Federated Discriminative Representation Learning for Image Classification

IEEE Trans Neural Netw Learn Syst. 2023 Dec 6:PP. doi: 10.1109/TNNLS.2023.3336957. Online ahead of print.

Abstract

Acquiring big-size datasets to raise the performance of deep models has become one of the most critical problems in representation learning (RL) techniques, which is the core potential of the emerging paradigm of federated learning (FL). However, most current FL models concentrate on seeking an identical model for isolated clients and thus fail to make full use of the data specificity between clients.

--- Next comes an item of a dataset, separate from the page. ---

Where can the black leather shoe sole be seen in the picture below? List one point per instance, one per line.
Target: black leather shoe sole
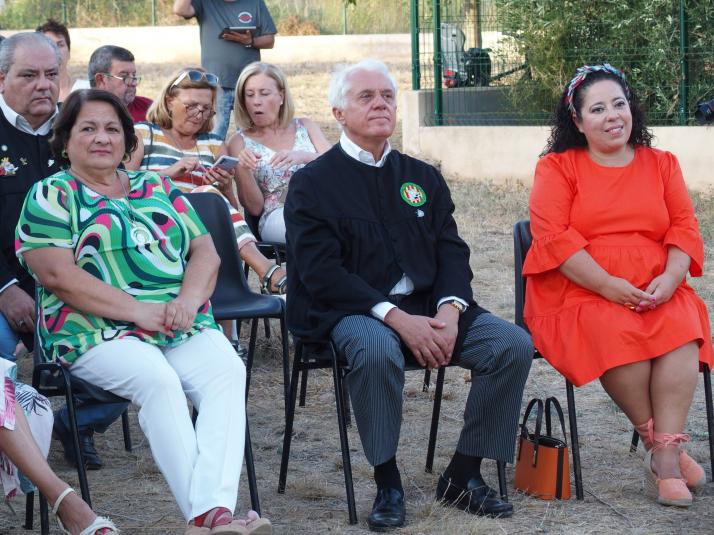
(479, 500)
(388, 511)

To enhance the classification performance of each client, this study introduces the FDRL, a federated discriminative RL model, by partitioning the data features of each client into a global subspace and a local subspace. More specifically, FDRL learns the global representation for federated communication between those isolated clients, which is to capture common features from all protected datasets via model sharing, and local representations for personalization in each client, which is to preserve specific features of clients via model differentiating. Toward this goal, FDRL in each client trains a shared submodel for federated communication and, meanwhile, a not-shared submodel for locality preservation, in which the two models partition client-feature space by maximizing their differences, followed by a linear model fed with combined features for image classification. The proposed model is implemented with neural networks and optimized in an iterative manner between the server of computing the global model and the clients of learning the local classifiers. Thanks to the powerful capability of local feature preservation, FDRL leads to more discriminative data representations than the compared FL models. Experimental results on public datasets demonstrate that our FDRL benefits from the subspace partition and achieves better performance on federated image classification than the state-of-the-art FL models.